Doubly robust DiD: Sant’Anna–Zhao bring the “either model” guarantee to panels

\[\hat\tau_{DR}^{DiD} = \frac{1}{N_1}\sum_{i=1}^{N}\big[w_1(D_i) - w_0(D_i, X_i)\big]\big[\Delta Y_i - \hat\mu_{0,\Delta}(X_i)\big]\]

Subtract the control-group’s predicted change from each household’s actual change \(\Delta Y_i\), then IPW-reweight so controls resemble the treated. Consistent if either model is right.

Needs only conditional parallel trends — covariate-specific time trends are allowed.

The Resolution

Act III

Two independent DR-DiD implementations agree exactly on 0.137

0.137

ATT of the offer · drdid and xthdidregress aipw match to four decimals (SE 0.027)

Cross-section vs. panel: different estimands, different data, same truth inside the bars

Method Estimand Data Estimate 95% CI
RA / IPW / DR ATE endline 0.113 [0.075, 0.150]
Basic DiD ATT both waves 0.135 [0.081, 0.188]
DR-DiD (drdid) ATT both waves 0.137 [0.084, 0.191]
DR-DiD (xthdidregress) ATT both waves 0.137 [0.084, 0.191]
True effect 0.12

DiD’s value is not a tighter SE — it is robustness to time-invariant unobservables.

Offer vs. receipt: only 85% complied, so the per-recipient effect is larger

Most of the deck estimated the offer (treat, intent-to-treat). The effect of receipt (D) needs the random offer as an instrument, because take-up is a choice.
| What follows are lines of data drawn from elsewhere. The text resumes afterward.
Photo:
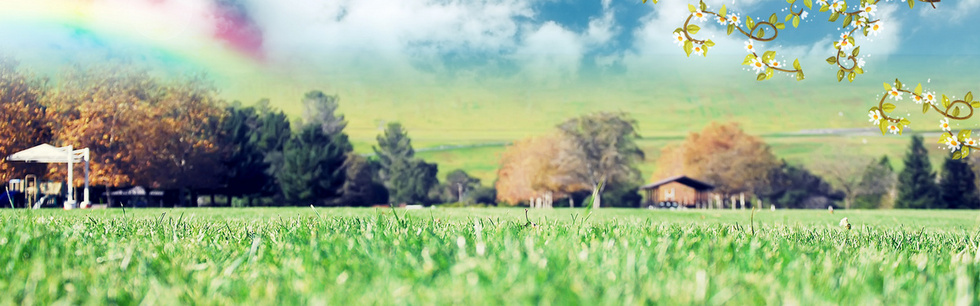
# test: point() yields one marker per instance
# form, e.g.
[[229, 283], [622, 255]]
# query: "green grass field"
[[487, 256]]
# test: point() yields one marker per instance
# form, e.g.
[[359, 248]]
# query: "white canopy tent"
[[46, 153]]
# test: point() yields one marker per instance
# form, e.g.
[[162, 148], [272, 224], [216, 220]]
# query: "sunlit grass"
[[487, 256]]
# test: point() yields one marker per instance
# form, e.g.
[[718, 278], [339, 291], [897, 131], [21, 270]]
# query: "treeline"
[[178, 135]]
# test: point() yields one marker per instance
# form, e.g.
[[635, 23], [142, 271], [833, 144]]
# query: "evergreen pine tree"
[[394, 147], [916, 183], [312, 170], [956, 188]]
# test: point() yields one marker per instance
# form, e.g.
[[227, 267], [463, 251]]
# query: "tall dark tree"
[[412, 181], [916, 183], [361, 186], [600, 147], [312, 170], [320, 109], [273, 133], [245, 166], [394, 147], [956, 188]]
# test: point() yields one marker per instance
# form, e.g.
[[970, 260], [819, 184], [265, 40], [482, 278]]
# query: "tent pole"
[[85, 201], [71, 188]]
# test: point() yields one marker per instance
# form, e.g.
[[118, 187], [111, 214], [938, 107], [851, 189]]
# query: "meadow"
[[488, 256]]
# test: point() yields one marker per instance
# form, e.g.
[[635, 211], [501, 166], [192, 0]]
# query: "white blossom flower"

Specification Estimand Estimate 95% CI
etregress (IV) ATE (receipt) 0.147 [0.099, 0.195]
teffects ipwra + \(y_0\) ATE (receipt) 0.117 [0.054, 0.180]

The doubly-robust receipt estimate (\(0.117\)) lands closest to the truth; both cover \(0.12\).

Receipt-model overlap holds too — the IV story rests on solid balance

Propensity-score densities for receivers vs. non-receivers of the transfer show ample common support after IPWRA weighting.

Does any of this make the result causal? No — design does, methods only discipline

Objection. Twelve estimators all near 0.12 — surely that proves the cash transfer caused the gain?

Response. The randomization identifies the effect; the estimators merely recover it efficiently and robustly. On real observational data the same methods rest on conditional independence and parallel trends — assumptions a clean RCT hands you for free but the world rarely does.

When the design is clean, every honest estimator finds the same truth — and that agreement is the point.